Inventory of all service accounts
Demonstrate that the organization maintains a complete, accurate, and current inventory of all service accounts with sufficient metadata to support access reviews, privilege management, and accountability.
Description
What this control does
This control requires organizations to maintain a comprehensive, current inventory of all service accounts—non-human identities used by applications, scripts, scheduled tasks, and services to authenticate and execute operations. The inventory must include attributes such as account name, purpose, associated systems/applications, owner/custodian, privilege level, authentication method, and last review date. Maintaining this inventory prevents orphaned accounts from persisting after application decommissioning, enables privilege review and least-privilege enforcement, and provides visibility into non-human access pathways that are frequently exploited due to weak credential management or excessive permissions.
Control objective
What auditing this proves
Demonstrate that the organization maintains a complete, accurate, and current inventory of all service accounts with sufficient metadata to support access reviews, privilege management, and accountability.
Associated risks
Risks this control addresses
- Orphaned service accounts remain active after application retirement, providing persistent backdoor access with no monitoring or ownership
- Service accounts with excessive privileges enable lateral movement and privilege escalation following initial compromise of a low-value system
- Hard-coded or embedded credentials in service accounts allow attackers to extract and reuse credentials across multiple systems
- Lack of ownership attribution prevents timely response when service account credentials are compromised or misused
- Service accounts exempted from password rotation policies become high-value targets with static, discoverable credentials
- Undocumented service accounts bypass change control, logging, and monitoring processes designed for user accounts
- Shared service accounts across multiple applications obscure audit trails and prevent accurate attribution of privileged actions
Testing procedure
How an auditor verifies this control
- Obtain the organization's current service account inventory spreadsheet, database export, or identity governance system report showing all service accounts across all platforms (Active Directory, cloud IAM, databases, applications).

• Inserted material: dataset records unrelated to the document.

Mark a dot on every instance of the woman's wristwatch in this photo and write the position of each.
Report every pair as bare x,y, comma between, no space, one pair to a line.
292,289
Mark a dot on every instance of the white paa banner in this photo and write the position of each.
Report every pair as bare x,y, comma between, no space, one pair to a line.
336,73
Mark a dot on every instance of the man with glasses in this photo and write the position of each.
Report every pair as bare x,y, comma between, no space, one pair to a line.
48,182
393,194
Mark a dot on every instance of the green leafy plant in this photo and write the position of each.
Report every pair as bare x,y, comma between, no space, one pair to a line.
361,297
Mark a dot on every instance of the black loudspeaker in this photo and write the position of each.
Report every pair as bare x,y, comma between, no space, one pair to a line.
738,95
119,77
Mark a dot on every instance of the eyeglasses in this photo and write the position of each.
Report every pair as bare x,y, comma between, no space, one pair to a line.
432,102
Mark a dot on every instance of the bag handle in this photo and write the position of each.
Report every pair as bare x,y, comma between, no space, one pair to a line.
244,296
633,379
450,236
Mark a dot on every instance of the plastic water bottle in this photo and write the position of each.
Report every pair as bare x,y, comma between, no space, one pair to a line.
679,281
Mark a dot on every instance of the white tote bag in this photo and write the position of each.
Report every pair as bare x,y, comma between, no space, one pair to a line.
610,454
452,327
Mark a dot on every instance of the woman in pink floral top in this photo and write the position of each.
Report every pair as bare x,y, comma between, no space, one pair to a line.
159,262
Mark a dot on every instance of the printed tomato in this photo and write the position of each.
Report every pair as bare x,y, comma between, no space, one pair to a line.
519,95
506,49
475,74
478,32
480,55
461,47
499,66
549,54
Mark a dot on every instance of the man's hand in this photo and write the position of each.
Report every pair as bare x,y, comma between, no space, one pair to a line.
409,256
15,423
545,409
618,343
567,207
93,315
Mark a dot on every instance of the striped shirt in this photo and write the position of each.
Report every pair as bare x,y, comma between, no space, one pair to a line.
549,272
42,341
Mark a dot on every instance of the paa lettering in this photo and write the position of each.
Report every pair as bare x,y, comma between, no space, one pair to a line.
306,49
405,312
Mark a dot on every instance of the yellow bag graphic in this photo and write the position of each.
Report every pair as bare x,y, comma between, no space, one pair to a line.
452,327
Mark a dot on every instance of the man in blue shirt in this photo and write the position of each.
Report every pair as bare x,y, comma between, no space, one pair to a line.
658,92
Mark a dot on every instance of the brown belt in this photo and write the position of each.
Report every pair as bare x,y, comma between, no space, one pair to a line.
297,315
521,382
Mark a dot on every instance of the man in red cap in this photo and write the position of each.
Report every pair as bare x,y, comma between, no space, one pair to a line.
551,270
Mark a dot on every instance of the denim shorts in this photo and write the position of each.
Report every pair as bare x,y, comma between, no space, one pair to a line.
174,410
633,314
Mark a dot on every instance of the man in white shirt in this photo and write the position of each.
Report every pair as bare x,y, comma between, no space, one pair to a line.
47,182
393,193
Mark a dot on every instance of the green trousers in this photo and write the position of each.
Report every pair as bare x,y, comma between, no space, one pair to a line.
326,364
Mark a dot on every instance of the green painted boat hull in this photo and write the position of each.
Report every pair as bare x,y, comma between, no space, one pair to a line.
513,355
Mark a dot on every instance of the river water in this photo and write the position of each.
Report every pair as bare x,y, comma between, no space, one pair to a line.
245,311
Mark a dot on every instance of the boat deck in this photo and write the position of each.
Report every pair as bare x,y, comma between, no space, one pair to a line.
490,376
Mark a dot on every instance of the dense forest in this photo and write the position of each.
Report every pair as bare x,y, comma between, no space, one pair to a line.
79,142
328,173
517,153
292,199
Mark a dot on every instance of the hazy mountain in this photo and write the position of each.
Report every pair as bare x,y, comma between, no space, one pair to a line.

- Request documentation of the methodology used to identify service accounts, including query scripts, filters, or automated discovery tools employed.
- Select a representative sample of 15-25 service accounts spanning different platforms, privilege levels, and business functions from the inventory.
- For each sampled account, verify its existence and attributes by inspecting the source system directly (e.g., querying Active Directory, examining cloud IAM console, reviewing database user tables).
- Cross-reference the sampled accounts against system documentation, application architecture diagrams, and CMDB records to validate the documented purpose and associated systems are accurate.
- Identify at least three recently decommissioned applications or systems from change management records and verify that associated service accounts were documented in the inventory and properly disabled or removed.
- Review the inventory completeness by executing independent queries or scans on a subset of platforms to identify service accounts not present in the provided inventory, documenting any discrepancies.
- Verify that mandatory inventory attributes (minimally: account name, purpose, owner, privilege level, last review date) are populated for all accounts and that ownership can be traced to accountable individuals or teams.